Para o historiador, ao romper com instituições multilaterais e tratados internacionais, Trump fragiliza as bases da cooperação internacional. “Eles não acreditam em leis internacionais, não acreditam em cooperação internacional. O maior tabu foi quebrado”, alertou.
O papel do Brasil
Harari também destacou a responsabilidade do Brasil no cenário global:
“O Brasil é um país muito poderoso e tem uma relação tradicionalmente próxima — ou potencialmente próxima — da Rússia. Eu esperaria que o Brasil usasse sua considerável influência para transmitir a mensagem de que invadir e conquistar outro país por ser mais poderoso é totalmente inaceitável.”
A inteligência artificial e a nova disputa global
Sobre a corrida pela supremacia tecnológica, Harari foi direto:
“A IA vai transformar completamente tudo — a economia, o setor militar, o sistema político. Será maior que a revolução industrial do século XIX.”
Atualmente, apenas Estados Unidos e China lideram essa disputa, o que, segundo ele, pode deixar o restante do mundo em posição de subordinação.
Democracia em risco
Harari explicou que as democracias sempre dependeram de tecnologias de informação, dos jornais ao rádio e à televisão. Agora, com o avanço da IA, há um risco sem precedentes:
“Se não administrarmos corretamente a tecnologia da IA, ela pode destruir a democracia. Democracia é uma conversa. É muita gente falando para decidir em conjunto. Já a ditadura é uma pessoa decidindo tudo.”
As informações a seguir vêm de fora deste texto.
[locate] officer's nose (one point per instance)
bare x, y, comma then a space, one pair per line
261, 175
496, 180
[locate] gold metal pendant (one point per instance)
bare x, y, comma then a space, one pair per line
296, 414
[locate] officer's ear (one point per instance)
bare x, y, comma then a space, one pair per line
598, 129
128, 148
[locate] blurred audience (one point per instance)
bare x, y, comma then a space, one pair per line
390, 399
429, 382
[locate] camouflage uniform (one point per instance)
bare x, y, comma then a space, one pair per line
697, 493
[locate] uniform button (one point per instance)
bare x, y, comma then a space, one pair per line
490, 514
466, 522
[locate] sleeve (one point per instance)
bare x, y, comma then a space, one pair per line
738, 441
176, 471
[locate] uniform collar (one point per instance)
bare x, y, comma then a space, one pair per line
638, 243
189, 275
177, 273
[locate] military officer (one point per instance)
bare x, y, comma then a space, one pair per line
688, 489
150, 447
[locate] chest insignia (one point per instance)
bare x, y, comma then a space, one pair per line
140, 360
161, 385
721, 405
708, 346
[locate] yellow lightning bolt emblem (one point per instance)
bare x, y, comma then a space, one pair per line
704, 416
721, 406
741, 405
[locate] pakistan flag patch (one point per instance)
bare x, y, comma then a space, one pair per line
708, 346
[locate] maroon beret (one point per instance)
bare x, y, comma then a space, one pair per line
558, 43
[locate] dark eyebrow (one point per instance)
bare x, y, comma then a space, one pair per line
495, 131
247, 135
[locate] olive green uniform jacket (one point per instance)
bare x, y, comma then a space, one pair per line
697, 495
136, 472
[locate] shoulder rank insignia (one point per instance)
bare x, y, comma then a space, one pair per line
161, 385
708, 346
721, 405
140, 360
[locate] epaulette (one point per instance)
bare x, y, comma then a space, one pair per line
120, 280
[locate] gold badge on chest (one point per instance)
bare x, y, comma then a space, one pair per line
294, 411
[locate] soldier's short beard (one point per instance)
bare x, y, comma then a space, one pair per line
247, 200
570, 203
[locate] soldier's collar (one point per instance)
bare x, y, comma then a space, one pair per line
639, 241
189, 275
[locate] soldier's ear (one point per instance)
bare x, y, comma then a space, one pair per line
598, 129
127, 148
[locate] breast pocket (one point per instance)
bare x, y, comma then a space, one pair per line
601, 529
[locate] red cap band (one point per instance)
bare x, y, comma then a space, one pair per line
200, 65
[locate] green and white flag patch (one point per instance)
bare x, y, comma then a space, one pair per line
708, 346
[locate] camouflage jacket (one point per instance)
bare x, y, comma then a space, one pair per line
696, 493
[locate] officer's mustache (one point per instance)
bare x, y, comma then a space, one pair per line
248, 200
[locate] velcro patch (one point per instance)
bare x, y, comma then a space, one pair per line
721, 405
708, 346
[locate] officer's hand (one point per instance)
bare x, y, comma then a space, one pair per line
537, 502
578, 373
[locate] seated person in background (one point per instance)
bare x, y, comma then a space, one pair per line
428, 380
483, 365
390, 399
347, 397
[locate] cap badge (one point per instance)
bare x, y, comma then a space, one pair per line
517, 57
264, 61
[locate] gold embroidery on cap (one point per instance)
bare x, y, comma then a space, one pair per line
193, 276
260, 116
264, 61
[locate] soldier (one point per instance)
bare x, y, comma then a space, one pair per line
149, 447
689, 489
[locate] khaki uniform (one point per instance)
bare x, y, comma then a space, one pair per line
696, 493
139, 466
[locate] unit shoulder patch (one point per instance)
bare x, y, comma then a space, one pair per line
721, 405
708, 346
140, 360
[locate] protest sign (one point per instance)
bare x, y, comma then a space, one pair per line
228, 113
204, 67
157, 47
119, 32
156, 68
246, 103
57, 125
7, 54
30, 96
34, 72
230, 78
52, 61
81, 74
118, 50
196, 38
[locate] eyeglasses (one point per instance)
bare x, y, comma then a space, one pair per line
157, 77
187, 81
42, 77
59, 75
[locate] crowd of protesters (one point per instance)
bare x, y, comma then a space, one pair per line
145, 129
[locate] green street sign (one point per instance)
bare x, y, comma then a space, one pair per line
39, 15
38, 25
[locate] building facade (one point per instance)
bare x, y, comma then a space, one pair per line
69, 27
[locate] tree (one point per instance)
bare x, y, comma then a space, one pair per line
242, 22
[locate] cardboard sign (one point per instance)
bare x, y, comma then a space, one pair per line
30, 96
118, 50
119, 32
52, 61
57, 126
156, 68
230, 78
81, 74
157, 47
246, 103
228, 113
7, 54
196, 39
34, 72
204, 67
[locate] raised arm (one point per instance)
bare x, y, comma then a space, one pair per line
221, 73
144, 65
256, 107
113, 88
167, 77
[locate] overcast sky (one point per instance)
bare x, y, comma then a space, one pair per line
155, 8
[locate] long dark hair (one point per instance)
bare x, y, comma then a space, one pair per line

Ele observa que, enquanto as ditaduras podem usar algoritmos para centralizar informações, as democracias enfrentam o desafio de lidar com fake news e teorias da conspiração em escala massiva.
A regulação das big techs
O historiador criticou a ideia de que plataformas digitais possam se autorregular:
“Você não pode confiar que elas vão se autorregular. Humanos têm liberdade de expressão, mas algoritmos não têm. O problema não é uma pessoa inventar uma mentira, mas quando o algoritmo de uma rede social a espalha deliberadamente para milhões de pessoas. Isso deve ser claramente regulado.”
As análises de Yuval Harari reforçam a necessidade de uma resposta global coordenada para enfrentar tanto o colapso da ordem internacional quanto os riscos colocados pela inteligência artificial. Sem isso, o que se vislumbra, segundo ele, não é uma nova estabilidade, mas um cenário de caos, desordem e ameaça à democracia.